Per ricordare Andrea Battistini

Nella Premessa a uno libro dotto e leggero sull'autobiografia, Lo specchio di Dedalo (1990) Andrea Battistini presentava la scrittura autobiografica come un'illusoria lotta contro la morte: «L'autobiografo crede di ridarsi la vita che il tempo aveva cancellato.
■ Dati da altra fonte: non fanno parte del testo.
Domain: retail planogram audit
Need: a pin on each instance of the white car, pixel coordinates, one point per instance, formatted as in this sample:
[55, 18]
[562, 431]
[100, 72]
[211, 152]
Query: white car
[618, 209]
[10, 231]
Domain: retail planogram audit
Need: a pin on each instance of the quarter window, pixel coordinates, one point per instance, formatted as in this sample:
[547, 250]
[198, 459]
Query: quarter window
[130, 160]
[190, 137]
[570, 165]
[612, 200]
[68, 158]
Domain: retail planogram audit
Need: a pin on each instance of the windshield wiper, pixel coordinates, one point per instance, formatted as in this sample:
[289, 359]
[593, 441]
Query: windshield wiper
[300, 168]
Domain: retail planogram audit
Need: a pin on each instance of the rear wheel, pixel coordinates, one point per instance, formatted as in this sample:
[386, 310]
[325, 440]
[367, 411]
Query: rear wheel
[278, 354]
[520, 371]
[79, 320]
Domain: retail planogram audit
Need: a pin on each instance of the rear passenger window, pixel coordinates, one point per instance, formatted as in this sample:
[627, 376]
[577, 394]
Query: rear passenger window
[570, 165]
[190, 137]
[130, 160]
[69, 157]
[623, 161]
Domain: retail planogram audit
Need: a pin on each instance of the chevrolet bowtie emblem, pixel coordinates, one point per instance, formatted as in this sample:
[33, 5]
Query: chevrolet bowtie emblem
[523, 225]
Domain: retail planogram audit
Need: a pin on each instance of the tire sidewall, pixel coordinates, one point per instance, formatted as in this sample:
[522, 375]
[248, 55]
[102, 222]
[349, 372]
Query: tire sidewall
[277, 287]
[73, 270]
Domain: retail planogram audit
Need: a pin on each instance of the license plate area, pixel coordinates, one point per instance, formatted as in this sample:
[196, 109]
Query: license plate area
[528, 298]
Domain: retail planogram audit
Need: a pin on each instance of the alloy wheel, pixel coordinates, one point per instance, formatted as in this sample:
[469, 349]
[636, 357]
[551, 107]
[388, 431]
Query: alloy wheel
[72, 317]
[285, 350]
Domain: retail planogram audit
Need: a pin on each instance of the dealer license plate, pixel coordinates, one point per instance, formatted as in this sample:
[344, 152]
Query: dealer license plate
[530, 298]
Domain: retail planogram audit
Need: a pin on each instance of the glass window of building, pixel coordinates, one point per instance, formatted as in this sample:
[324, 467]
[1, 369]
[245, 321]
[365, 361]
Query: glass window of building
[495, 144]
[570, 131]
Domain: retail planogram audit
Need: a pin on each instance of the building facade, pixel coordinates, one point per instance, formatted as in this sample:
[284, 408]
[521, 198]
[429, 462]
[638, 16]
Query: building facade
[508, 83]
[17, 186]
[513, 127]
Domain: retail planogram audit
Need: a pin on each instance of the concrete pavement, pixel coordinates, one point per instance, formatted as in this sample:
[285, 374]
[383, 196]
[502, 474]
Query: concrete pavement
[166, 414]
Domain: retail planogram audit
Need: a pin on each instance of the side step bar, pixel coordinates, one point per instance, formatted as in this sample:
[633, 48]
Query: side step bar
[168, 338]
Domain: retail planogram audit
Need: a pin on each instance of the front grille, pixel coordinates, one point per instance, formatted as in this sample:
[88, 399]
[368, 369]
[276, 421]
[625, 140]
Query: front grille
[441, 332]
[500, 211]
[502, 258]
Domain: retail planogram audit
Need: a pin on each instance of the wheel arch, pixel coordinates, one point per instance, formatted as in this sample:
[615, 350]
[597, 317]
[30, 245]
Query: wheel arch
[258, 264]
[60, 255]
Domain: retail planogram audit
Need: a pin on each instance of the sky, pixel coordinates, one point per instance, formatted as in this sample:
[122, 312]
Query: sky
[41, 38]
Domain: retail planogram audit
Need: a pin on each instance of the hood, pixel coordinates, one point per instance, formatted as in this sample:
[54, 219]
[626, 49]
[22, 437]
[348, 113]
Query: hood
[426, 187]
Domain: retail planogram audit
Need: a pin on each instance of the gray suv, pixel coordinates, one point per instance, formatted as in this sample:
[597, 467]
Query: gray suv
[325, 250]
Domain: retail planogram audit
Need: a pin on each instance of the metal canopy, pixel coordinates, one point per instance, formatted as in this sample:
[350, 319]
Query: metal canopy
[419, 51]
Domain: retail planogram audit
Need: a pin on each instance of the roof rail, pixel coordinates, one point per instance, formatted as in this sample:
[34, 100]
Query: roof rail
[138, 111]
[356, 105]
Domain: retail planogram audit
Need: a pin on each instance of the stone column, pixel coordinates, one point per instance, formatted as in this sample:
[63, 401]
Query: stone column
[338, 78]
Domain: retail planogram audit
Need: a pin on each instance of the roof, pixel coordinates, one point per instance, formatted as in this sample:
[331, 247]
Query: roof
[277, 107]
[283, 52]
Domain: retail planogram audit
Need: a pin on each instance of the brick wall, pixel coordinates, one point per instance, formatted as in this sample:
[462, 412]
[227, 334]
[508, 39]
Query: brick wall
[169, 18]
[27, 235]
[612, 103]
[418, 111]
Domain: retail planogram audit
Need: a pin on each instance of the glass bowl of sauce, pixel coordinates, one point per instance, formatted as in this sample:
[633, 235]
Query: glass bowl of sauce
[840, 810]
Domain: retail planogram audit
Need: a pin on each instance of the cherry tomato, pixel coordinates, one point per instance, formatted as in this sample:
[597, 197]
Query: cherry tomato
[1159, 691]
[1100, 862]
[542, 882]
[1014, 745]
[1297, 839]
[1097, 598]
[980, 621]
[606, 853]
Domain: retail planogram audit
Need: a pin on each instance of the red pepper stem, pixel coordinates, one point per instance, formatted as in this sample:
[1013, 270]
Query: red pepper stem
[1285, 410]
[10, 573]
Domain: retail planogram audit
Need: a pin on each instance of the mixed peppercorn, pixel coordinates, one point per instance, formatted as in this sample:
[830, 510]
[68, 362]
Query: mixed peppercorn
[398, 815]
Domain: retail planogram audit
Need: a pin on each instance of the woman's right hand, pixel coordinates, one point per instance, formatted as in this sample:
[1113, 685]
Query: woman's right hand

E invece si dà la morte, componendo anticipatamente il proprio necrologio per essersi appostato di vedetta in un punto dal quale tutto ciò di cui parla e che si evolve come se vivesse è invece irrimediabilmente defunto». Battistini non è caduto nel tranello, lasciando a chi lo ha stimato l'onere di ricordare i tratti salienti di un'esistenza dedita agli studi e alle letture, e arricchita anche dalla lunga frequentazione delle aule universitarie, specie a Bologna dove ha insegnato Letteratura italiana per oltre trent'anni, dal 1984 al 2017. Dal suo maestro Ezio Raimondi, critico letterario tra i maggiori in Italia per il suo uso sapiente – in studi che spaziavano dalla letteratura delle origini al Novecento – della ricerca filologica e documentaria, unita alla sperimentazione dei più moderni metodi critici, Battistini ha appresso un metodo che univa il rigore nell'adesione ai testi alla vastità delle trame intertestuali, che spaziavano ben oltre i confini dell'italianistica, incrociando spesso temi filosofici e scientifici. La sua apertura interdisciplinare gli ha permesso di studiare come pochi l'opera di Galileo Galilei e di Giambattista Vico. E di dedicare, in tempi ancora acerbi, un volume al rapporto tra letteratura e scienza (Letteratura e scienza, 1977).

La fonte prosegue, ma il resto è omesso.